I agree entirely. This book really serves evolutionists who need some context and understanding of the evidence for evolution, should they encounter creationists.


Susanna - Censored by GoodReads (SusannaG) | 273 comments I read Omnivore's Dilemma a few years ago, and it was excellent. Highly thought-provoking.


message 15: by Salvatrice (new)

Salvatrice Cookie wrote: i will never think of corn the same way again"

cookie~ i totally agree. :)


message 16: by Salvatrice (last edited Mar 30, 2010 06:36AM) (new)

Salvatrice Kevin wrote: "You'll find that R.D. is not as aggressive as he is made out to be when he is a teacher and not an activist"

I was just thinking as I read last night, that he was probably an awesome prof. his passion for the subject is contagious.

And as David and Kevin mentioned this book is not REALLY for the creationist...I'm sure Dawkins is aware that it's not usually an effective persuasion strategy to open your argument with name-calling.


message 17: by David (new)

David | 654 comments Mod
I finished "The Greatest Show on Earth" last week; I've become so interested in the subject, that I plan to read other books on evolution.

This week I read "The Language Instinct" by Steven Pinker. Another, absolutely wonderful book. The author argues that language acquisition is an instinct that has evolved over many generations, through natural selection. Under the front cover of the book are many testimonials, including a big one by Richard Dawkins, who wrote: "Reading Steven Pinker's book is one of the biggest favors I've ever done for my brain...." That's quite some praise!


message 18: by Kevin (new)

Kevin  (coolmoss) | 6 comments David wrote: "I finished "The Greatest Show on Earth" last week; I've become so interested in the subject, that I plan to read other books on evolution.

This week I read "The Language Instinct" by Steven Pink..."


I haven't taken that one home yet, though I've held on to it before. I have always to decide what kind of time I have free for investment in a topic and time is a commodity right now.
I had picked up "A brain for all Seasons" by William H. Calvin many years ago that tackled (among other things) the origin of language.

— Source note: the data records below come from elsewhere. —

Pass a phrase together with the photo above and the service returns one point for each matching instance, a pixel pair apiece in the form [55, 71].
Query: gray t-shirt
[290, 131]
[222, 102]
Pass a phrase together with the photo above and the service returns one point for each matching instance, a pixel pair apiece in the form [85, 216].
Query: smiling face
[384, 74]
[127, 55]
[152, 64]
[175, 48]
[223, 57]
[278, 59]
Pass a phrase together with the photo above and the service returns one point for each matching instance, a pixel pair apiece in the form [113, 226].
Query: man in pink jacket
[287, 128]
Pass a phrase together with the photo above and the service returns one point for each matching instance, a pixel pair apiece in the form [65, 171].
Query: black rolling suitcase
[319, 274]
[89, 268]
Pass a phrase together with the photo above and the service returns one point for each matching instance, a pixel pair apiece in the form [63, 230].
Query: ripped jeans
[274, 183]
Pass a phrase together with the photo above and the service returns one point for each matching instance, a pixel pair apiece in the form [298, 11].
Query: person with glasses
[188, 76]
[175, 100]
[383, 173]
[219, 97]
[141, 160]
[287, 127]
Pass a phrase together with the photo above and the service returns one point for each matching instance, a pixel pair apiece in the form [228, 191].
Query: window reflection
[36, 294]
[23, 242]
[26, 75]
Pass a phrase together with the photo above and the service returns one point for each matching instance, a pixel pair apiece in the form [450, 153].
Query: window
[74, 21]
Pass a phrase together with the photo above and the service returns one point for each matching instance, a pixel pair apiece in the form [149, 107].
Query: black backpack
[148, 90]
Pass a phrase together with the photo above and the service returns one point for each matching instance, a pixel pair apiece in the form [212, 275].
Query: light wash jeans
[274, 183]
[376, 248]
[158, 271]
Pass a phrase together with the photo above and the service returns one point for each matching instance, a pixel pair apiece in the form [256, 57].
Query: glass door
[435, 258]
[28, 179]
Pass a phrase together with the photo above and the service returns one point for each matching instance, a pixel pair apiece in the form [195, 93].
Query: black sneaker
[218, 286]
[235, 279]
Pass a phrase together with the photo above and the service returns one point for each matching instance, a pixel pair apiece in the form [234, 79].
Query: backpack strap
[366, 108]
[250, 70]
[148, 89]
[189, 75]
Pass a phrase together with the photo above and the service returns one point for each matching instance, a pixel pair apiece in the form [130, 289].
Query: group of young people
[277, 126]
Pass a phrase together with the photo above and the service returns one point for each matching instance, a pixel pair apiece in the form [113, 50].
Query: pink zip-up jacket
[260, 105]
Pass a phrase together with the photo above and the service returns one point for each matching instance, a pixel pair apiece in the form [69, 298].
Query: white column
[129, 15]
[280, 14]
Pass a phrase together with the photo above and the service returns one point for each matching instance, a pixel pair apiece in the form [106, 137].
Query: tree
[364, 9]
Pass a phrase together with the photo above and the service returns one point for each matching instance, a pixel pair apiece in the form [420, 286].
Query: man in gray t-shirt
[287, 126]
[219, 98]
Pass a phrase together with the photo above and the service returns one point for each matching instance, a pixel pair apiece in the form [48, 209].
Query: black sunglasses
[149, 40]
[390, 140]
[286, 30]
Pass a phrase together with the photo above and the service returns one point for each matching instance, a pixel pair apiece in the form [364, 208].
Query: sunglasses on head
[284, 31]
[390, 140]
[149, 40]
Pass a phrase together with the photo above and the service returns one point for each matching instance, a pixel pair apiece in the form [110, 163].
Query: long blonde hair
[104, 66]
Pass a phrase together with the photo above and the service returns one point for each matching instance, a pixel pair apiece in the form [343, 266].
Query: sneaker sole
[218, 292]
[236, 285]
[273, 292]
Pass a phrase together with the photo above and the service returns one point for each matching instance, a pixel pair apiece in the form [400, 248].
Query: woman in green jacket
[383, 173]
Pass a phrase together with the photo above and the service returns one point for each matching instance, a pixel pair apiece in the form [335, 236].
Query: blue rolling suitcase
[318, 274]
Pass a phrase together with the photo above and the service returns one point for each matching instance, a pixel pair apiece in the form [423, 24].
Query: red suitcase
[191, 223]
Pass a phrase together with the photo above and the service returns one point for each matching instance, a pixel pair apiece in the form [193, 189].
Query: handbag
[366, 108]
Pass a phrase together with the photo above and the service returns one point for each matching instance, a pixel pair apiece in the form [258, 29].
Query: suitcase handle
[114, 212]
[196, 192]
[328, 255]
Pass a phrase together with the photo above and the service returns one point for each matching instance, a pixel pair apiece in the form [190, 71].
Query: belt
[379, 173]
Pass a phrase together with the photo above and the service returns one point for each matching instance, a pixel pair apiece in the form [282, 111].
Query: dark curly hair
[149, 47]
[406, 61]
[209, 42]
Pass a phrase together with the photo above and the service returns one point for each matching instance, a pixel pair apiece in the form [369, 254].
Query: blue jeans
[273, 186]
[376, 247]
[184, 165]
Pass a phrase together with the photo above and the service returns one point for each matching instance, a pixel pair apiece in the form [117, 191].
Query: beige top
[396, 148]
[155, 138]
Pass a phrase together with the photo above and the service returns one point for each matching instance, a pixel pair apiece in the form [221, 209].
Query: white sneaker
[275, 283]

I'm sure though that Pinker dug deeper into the matter.
As with evolution, one must only grasp the basics to begin spotting the relationships between any trait - be it behaviour or the length of a beak - and the environmental factors that would have allowed the preservation of these traits.
The emergence of spoken language (with the advantage of it's cohesive social networking) is no different.
It's existence isn't arbitrary, it had selective advantage.


message 19: by Liz (new)

Liz Brau | 5 comments Found myself skimming a bit but really overall am enjoying the book so far. The bacteria and guppie experiments were fun to read about and appreciate the thoughtfulness and thoroughness of the experimenters.

Sad to learn about an example of crap science with that textbook that mislabeled many photos of animals...especially the picture of the fishing lure! UGH!!!

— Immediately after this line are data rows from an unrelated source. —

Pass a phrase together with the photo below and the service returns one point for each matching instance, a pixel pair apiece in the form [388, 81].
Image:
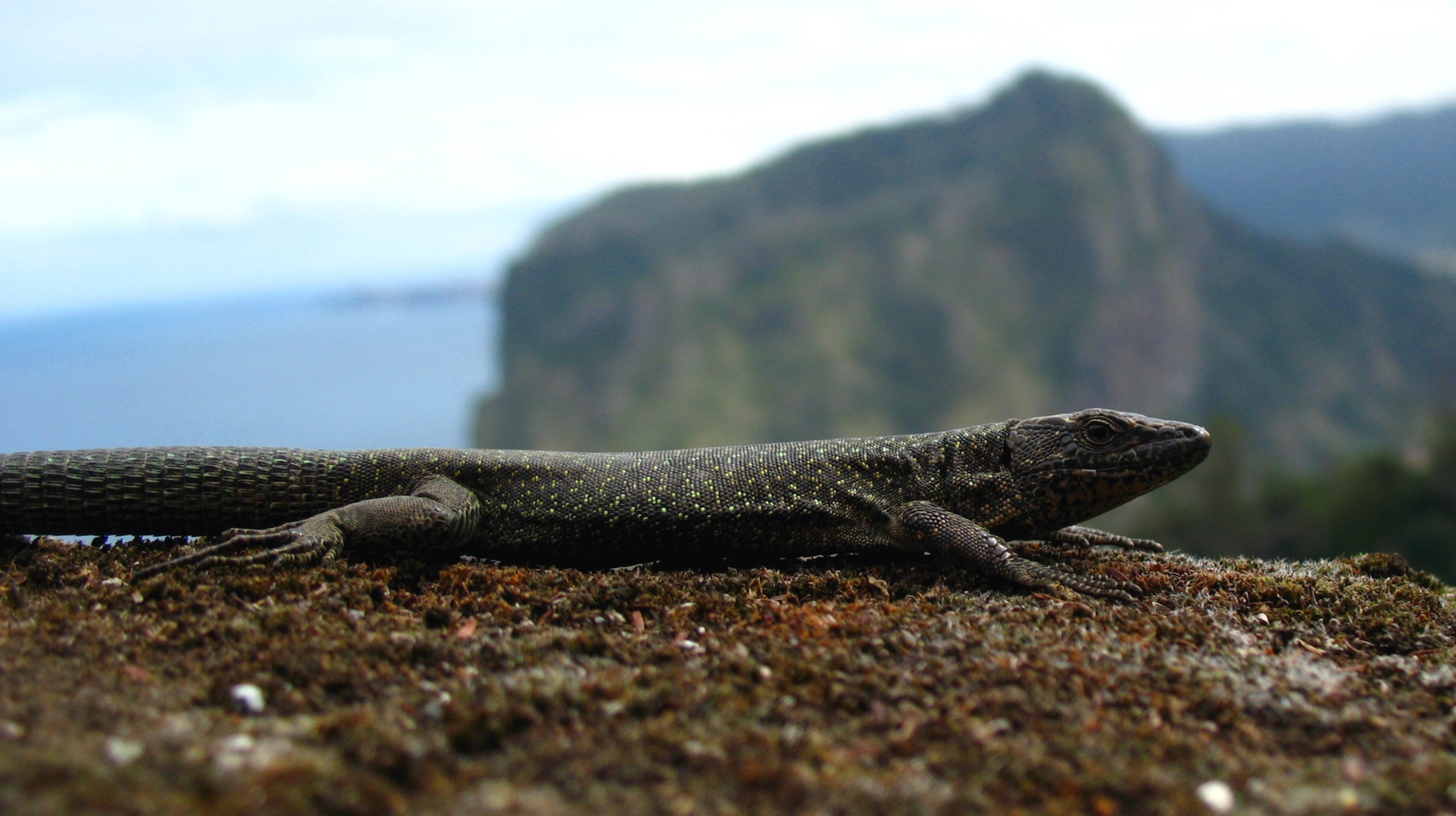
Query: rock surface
[833, 685]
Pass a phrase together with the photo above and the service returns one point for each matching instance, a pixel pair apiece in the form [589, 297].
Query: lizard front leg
[438, 515]
[960, 539]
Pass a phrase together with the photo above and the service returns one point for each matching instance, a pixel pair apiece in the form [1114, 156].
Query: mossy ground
[837, 685]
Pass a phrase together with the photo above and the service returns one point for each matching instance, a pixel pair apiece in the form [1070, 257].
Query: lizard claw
[296, 542]
[1091, 536]
[1041, 576]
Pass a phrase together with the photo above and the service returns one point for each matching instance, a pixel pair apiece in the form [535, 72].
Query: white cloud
[160, 114]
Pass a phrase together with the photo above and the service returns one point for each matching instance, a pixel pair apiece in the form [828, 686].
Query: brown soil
[836, 685]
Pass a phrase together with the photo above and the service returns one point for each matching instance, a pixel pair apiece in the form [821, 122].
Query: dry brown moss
[826, 687]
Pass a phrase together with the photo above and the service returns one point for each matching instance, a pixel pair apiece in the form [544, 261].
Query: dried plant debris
[830, 685]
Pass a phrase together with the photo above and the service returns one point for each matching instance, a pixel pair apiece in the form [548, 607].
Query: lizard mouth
[1184, 450]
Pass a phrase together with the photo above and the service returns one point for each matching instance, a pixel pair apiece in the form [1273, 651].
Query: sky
[188, 149]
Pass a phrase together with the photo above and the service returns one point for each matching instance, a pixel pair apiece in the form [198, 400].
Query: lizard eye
[1098, 433]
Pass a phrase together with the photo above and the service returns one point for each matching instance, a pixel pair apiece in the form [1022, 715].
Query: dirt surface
[837, 685]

And also sad to read about that guy on the plane who was very into the discussion until he learned it was about "natural selection."

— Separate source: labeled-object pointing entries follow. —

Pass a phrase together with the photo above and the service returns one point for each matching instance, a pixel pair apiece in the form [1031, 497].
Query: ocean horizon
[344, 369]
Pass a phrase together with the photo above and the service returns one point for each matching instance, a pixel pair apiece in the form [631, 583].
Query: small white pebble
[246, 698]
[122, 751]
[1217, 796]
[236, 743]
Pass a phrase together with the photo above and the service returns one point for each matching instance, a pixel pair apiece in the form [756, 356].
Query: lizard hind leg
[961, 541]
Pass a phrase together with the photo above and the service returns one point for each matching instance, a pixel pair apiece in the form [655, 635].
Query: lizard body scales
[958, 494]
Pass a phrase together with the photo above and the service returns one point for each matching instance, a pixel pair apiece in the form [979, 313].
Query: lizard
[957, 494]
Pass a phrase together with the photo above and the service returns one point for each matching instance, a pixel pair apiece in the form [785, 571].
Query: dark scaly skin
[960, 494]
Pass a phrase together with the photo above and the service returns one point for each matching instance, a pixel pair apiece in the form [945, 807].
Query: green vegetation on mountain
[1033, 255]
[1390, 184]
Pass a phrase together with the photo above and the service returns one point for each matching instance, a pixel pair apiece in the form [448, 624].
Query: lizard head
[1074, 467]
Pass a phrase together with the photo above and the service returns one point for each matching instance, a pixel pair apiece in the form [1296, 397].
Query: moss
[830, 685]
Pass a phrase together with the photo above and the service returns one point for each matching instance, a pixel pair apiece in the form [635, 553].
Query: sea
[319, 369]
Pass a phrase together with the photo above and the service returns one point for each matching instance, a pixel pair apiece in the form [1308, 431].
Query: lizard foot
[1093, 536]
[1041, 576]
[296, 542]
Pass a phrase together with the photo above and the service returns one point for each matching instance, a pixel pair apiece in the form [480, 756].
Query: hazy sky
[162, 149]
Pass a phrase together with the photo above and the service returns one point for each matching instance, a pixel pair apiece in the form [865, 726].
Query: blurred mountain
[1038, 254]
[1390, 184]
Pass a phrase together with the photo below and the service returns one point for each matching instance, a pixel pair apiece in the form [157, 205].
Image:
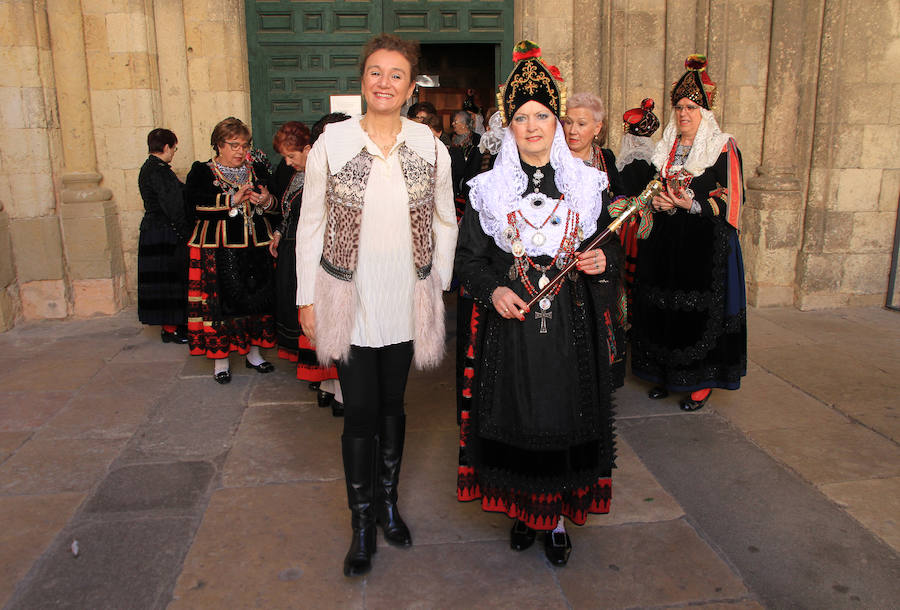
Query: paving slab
[57, 374]
[114, 404]
[281, 387]
[148, 347]
[196, 419]
[431, 399]
[874, 502]
[284, 443]
[453, 576]
[885, 422]
[791, 545]
[121, 564]
[637, 496]
[10, 442]
[827, 378]
[830, 453]
[30, 409]
[173, 486]
[29, 524]
[427, 494]
[52, 466]
[646, 565]
[767, 402]
[278, 546]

("The Language Instinct" also sounds cool. I'll have to but that on my Q.)


message 20: by Eric (new)

Eric (Eric_Underscore) | 2 comments I enjoyed the audiobook and gave it 4 stars. It took me a while to get through (1.5 months) but that is because I have other good books going. I love the science and the writing style. There were a few places that got slow as when he described the microbiology experiments.
I think it's useful to counter some common misconceptions or lies about evolution. I think most readers will learn a lot. I am glad that Charles Darwin is getting the treatment he deserves. I enjoyed the Omnivore's Dilemma maybe a little more because it is more motivating.

I know a few very aggressive creationists but not anyone that I would need to arm myself against as Dawkins seems to be arming the reader. And they would never read a book like this. So I wonder if anyone's mind will be changed? This might help sway the person who is open minded and influenced by logic and who has heard some of the strong creationist vitriol.